Question

You buy a car with 35,000 miles on it and each year you drive 7000 miles. (a) Write a formula for the mileage at the end of the \(m^{\text {th }}\) year. (b) If the car becomes unusable after 140,000 miles, how many years does it last?

Short answer

Question: Write a formula for the mileage at the end of the mth year and determine how many years it takes for a car with an initial mileage of 35,000 miles to reach 140,000 miles if it is driven 7,000 miles per year. Answer: The formula for mileage at the end of the mth year is M(m) = 35,000 + (7,000 × m). The car would last for 15 years before it becomes unusable.

Step-by-step solution

Setup the equation

To find the mileage at the end of the \(m^{\text {th }}\) year, we'll add the initial mileage of the car to the total miles driven up till that year.

Write the mileage formula

Let \(M(m)\) represent the mileage at the end of the \(m^{\text {th }}\) year. The mileage formula would be: \(M(m) = 35000 + (7000 \times m)\) Now, let's move to part (b). (b) If the car becomes unusable after 140,000 miles, how many years does it last?

Express the problem as an equation

In this part, we need to find the number of years it takes for the car to reach 140,000 miles. So, we will set the mileage formula equal to 140,000 miles. \(140000 = 35000 + (7000 \times m)\)

Solve the equation

Now, let's solve the equation for 'm': \(140000 - 35000 = 7000 \times m\) \(105000 = 7000 \times m\) \(m = \frac{105000}{7000}\) \(m = 15\) The car would last for 15 years before it becomes unusable.

Key concepts

Linear Functions

Understanding linear functions is essential when working with problems like determining mileage over time. A linear function can be thought of as a straight line on a graph. It increases or decreases at a constant rate. This kind of function is often expressed in the form of a formula, such as \(y = mx + c\), where:

• \(y\) is the dependent variable (in this case, the mileage).
• \(x\) represents the independent variable (here, it’s the years).
• \(m\) is the slope of the line, revealing how much \(y\) changes for each unit increase in \(x\) (the miles driven per year).
• \(c\) is the y-intercept, which indicates the value of \(y\) when \(x\) is zero (the car’s initial mileage).

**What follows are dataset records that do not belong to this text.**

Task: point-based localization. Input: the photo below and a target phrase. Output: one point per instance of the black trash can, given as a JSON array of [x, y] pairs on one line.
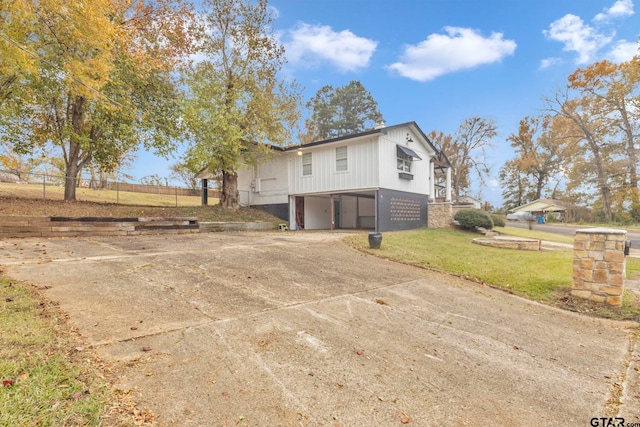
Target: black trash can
[[375, 239]]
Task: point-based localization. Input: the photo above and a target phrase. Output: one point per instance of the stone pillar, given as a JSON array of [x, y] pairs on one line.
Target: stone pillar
[[448, 186], [599, 265]]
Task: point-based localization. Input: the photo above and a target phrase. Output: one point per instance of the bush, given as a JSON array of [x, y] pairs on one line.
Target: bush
[[498, 220], [472, 218]]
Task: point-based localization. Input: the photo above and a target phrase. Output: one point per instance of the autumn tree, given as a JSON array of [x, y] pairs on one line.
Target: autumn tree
[[516, 187], [341, 111], [236, 103], [540, 153], [466, 152], [102, 83], [593, 151], [615, 89]]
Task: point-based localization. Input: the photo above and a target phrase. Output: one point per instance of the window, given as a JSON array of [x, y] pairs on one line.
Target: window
[[341, 159], [306, 164], [404, 160]]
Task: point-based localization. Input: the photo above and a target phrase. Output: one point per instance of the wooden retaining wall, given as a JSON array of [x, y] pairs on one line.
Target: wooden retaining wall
[[37, 226]]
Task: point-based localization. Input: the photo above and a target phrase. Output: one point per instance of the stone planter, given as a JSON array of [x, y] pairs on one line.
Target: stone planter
[[375, 240]]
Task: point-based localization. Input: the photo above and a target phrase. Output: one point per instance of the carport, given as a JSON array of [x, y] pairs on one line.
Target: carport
[[330, 211]]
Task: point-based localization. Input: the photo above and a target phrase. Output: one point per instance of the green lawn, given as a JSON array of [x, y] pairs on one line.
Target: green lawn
[[537, 275], [46, 381]]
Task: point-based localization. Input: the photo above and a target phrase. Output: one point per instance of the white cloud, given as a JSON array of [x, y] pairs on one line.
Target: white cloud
[[588, 41], [619, 9], [623, 51], [577, 37], [459, 49], [317, 44]]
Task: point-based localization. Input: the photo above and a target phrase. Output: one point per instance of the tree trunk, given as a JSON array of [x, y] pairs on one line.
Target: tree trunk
[[229, 192]]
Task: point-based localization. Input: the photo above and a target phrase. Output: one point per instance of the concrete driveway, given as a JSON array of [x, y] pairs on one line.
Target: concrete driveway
[[297, 329]]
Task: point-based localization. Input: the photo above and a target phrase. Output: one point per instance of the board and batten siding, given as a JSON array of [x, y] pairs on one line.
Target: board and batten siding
[[389, 173], [361, 173], [266, 183]]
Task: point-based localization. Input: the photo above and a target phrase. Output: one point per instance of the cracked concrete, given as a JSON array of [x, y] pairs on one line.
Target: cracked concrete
[[298, 329]]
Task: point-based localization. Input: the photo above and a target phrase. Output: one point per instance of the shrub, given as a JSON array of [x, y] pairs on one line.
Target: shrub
[[498, 220], [472, 218]]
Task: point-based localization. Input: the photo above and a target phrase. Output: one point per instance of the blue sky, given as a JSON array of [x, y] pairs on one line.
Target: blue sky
[[438, 62]]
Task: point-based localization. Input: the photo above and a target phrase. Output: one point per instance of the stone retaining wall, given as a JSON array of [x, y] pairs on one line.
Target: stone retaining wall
[[439, 215], [599, 265]]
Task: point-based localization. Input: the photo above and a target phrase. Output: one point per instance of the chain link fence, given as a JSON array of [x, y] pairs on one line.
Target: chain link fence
[[88, 188]]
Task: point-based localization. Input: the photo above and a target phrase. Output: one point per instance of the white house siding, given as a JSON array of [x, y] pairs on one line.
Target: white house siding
[[361, 173], [389, 177]]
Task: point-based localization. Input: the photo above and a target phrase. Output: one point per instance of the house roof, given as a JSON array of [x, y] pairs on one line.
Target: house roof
[[542, 205], [440, 159]]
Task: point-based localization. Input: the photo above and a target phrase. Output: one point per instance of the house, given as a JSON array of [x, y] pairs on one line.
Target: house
[[540, 207], [470, 201], [382, 179]]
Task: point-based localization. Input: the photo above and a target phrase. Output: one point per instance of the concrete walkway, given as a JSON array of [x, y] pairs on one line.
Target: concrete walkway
[[279, 329]]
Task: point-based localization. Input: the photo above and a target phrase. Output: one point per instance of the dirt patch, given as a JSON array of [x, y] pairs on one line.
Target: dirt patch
[[564, 300]]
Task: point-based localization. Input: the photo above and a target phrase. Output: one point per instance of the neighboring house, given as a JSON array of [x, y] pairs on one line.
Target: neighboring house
[[540, 207], [383, 179]]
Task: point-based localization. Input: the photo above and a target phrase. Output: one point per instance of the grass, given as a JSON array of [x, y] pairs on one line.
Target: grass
[[46, 380], [56, 192], [543, 276], [534, 234]]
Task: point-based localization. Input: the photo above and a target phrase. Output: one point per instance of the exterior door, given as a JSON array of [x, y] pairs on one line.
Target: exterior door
[[300, 212], [336, 213]]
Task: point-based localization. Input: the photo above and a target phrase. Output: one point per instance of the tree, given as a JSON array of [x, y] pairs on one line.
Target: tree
[[516, 188], [539, 153], [103, 83], [466, 151], [616, 87], [341, 111], [184, 173], [236, 105], [585, 125]]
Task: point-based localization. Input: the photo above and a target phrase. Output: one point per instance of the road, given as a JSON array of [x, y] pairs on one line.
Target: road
[[570, 230]]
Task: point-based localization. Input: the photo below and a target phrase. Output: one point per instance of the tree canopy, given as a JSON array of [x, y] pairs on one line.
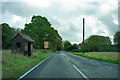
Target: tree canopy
[[40, 30]]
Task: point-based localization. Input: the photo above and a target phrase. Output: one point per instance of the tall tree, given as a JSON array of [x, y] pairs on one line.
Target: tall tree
[[40, 30]]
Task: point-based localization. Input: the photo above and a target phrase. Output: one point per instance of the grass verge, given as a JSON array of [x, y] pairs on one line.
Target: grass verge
[[16, 65], [111, 57]]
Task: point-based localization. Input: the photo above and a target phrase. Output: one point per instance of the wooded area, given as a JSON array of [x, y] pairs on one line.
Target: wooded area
[[40, 30]]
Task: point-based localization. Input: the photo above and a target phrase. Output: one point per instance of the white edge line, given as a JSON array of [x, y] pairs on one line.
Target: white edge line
[[32, 68], [108, 66], [80, 72]]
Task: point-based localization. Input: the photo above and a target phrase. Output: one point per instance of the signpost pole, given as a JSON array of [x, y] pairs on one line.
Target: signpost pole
[[83, 36]]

In our example, the linear function for determining mileage every year is given by:\[M(m) = 35000 + 7000m\]This function clearly defines how the car’s mileage increases by 7000 for every additional year of driving, starting from 35,000 miles.

Problem Solving

Problem-solving in algebra involves breaking down a problem into smaller, more manageable steps. In this exercise, we tackle two related questions systematically. First, we wrote the equation for the car's mileage at the end of any given year using a linear function. This gives us a mathematical model to predict future mileage. Simplifying the process ensures clarity and reduces the chance of errors.The second problem takes our function and sets it to a given output—when the car reaches 140,000 miles. We translate this real-world desire into an algebraic equation:\[140000 = 35000 + 7000m\]Solving for \(m\) involves isolating the variable by performing straightforward arithmetic operations. We subtract the initial mileage from the total desired mileage to find the total miles driven:\[105000 = 7000m\]Then, we divide by the miles driven per year to determine the number of years:\[m = \frac{105000}{7000} = 15\]Successfully solving this gives us a practical solution.

Real-World Applications

Algebraic equations, especially linear functions, find myriad applications in daily life. They offer solutions for scenarios where change happens at a constant rate. Consider how knowing the mileage of your car helps in planning for replacements or maintenance. This example shows how crucial it is to predict when a car might become unusable based on mileage. While the car mileage example illustrates a scenario many can relate to, linear equations apply broadly. For businesses, they might represent costs or inventory over time. For finance, they could model savings growth. Anytime someone needs to make decisions based on a progressive change—whether it be accumulating miles, increasing costs, or measuring physical growth—linear functions become invaluable. Through problems like these, students learn the importance of math in real-world decision-making. Understanding such applications heightens the value of algebra as a tool for predicting and managing future states.